Comprenant l'hilarité de la jeune Elfe, ils se mirent à sourire et de légers rires les secouèrent. Il fallait avouer que leur situation était irréelle. Encore heureux qu'il n'y ait personne d'autre qu'eux ! Les Elfes étaient censés être une race habile à la lame mais aimant plus que tout la paix, et se devaient d'être très sages. En les observant à cet instant, on ne pouvait deviner cette fameuse sagesse.

-Tu as tout a fait raison, compagne féminine ! Je crois que jamais chose pareille ne s'est déjà produit en Arda ! Nous sommes les premiers ! Vive...

Isil n'eut le temps de continuer ce qu'elle disait en riant, Rúmil terminait sa phrase avec un grand sourire :

-... l'intelligence inexistant et la très grande bêtise des Elfes millénaires ! »

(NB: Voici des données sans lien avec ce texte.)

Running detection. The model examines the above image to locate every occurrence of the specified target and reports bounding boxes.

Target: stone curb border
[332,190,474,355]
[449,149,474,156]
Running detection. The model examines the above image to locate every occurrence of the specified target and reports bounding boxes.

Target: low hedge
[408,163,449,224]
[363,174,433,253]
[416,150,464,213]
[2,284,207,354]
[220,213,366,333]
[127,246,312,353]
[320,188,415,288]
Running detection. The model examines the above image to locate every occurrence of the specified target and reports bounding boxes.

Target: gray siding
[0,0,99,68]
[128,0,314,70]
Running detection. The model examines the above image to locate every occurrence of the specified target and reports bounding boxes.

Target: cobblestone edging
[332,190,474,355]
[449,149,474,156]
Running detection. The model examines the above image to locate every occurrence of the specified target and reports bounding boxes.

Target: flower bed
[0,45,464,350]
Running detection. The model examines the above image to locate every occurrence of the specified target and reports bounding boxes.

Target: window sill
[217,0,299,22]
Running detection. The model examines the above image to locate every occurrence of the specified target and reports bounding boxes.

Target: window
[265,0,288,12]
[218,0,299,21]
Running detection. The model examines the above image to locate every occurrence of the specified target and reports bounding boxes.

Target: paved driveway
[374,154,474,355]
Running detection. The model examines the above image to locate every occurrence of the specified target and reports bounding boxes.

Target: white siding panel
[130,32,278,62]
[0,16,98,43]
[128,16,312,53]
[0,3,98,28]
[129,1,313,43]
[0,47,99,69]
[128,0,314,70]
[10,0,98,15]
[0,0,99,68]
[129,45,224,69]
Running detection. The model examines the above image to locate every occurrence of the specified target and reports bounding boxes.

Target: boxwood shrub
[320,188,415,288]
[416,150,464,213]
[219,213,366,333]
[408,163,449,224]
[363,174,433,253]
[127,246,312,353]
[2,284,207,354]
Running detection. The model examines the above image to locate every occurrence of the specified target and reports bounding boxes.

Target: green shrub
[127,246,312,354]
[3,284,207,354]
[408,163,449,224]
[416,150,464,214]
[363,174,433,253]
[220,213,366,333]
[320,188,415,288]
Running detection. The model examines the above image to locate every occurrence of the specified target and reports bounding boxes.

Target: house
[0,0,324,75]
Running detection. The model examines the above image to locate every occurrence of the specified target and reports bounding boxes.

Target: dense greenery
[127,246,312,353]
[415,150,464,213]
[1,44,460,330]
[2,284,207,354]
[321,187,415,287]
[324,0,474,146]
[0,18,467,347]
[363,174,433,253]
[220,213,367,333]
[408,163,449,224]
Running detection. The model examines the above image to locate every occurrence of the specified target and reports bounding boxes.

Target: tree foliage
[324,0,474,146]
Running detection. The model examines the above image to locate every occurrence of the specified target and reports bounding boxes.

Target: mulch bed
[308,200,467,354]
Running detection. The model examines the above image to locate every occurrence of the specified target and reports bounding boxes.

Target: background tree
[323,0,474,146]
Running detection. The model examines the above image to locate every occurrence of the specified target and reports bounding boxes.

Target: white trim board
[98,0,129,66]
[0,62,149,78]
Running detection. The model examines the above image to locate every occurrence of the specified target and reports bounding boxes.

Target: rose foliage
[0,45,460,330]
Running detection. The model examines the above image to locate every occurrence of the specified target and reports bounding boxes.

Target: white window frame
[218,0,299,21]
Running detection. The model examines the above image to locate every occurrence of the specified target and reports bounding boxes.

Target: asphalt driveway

Il ne reçut en réponse, qu'une myriade de langues tirées. Oui, la race elfique en ces temps troublés avait beaucoup régressé. Pire que des enfants de dix printemps ! Même ceux de six ou sept ans étaient un peu plus évolués !

Après avoir mangé une écuelle de leur compote qui se révéla étonnamment bonne pour quelque chose préparé sur la route, Elenna remercia les membres masculins de la compagnie qui prirent le partie de nettoyer eux-même les ustensiles de cuisine. Cela lui avait rappelé la fois où sa sœur et elle-même avaient supplié leur mère de faire de la confiture de myrtilles alors qu'ils campaient. Leur père n'en avait pas cru ses yeux, mais leur mère, dans son amour pour ses filles avait accepté sans rechigner. Que n'aurait-elle pas fait pour elles ? Souriant alors qu'elle se lovait sous ses couvertures, elle regarda le beau ciel étoilé au-dessus de sa tête, adressa quelques prières pour que ses parents soient en paix et que sa petite aille bien, avant s'endormir profondément.